The final mission of combat diver school included a mock military operation. They had to infiltrate undetected via the water. Then go on land, and take down their instructors with military grade paintball guns, recover a hostage, make it back to the water and boat away. Now, some of the other schools had mock missions simulating real combat. But the combat diver school included a bunch of bad ass veterans, most of whom had already seen real combat as a special force unit. And you could tell. They rocked the final mission! Even though the instructors (posing as bad guys) knew they were coming at some point, these candidates took them apart. They went in, took names, and got out of there.

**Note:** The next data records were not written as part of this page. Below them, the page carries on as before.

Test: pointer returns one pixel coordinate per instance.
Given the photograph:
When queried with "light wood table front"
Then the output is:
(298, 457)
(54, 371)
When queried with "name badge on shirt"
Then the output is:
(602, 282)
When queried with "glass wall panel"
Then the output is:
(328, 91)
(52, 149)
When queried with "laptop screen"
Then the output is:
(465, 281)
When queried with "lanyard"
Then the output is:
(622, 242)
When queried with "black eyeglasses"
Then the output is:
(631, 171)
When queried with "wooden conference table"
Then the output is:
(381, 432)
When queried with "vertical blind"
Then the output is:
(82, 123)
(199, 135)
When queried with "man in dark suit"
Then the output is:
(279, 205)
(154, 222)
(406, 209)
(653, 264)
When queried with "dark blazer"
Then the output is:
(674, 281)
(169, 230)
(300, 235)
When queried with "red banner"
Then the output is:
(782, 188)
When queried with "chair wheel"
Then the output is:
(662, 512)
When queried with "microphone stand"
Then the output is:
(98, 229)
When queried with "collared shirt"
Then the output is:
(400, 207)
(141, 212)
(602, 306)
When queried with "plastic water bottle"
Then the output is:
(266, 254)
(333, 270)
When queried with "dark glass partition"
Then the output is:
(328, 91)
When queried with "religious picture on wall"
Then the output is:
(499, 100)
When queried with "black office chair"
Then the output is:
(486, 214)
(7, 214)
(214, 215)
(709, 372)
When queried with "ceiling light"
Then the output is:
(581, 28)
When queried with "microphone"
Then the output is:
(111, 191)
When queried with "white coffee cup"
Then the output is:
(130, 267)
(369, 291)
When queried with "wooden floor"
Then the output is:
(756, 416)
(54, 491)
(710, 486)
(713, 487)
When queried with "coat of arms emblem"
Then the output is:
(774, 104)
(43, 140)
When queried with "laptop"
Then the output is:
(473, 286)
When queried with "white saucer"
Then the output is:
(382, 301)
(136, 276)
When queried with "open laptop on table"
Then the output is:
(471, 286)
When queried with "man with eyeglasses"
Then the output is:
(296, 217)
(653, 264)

But back to the reason for this post. Watching these guys find their breaking point and decide what to do next is inspiring. Some give up. Some press on. It makes me ask the question, What's my breaking point? There's a part of me that very much would like to find out. The problem is, it's a rough journey just to get to your breaking point, and then, I can't imagine the mental fortitude it takes to continue at something when your entire body says "no." But that's what I want to find out.

What kind of stuff am I made of? There's a way in which you can't know until you've pushed for something beyond what you thought possible. And that's why it's a fantasy of mine to go to boot camp.
If only the military offered a way for civilians to experience boot camp, I'd be in the first line.

I'm not saying boot camp is as hard as these special military schools. I also don't think it would be easy either. But I'm sure basic boot camp creates plenty of moments that cause soldiers to question who they are. And in a way we don't really know who we are until we're pushed. And that's why I want to go do boot camp. To continue answering this life-long question, Who am I?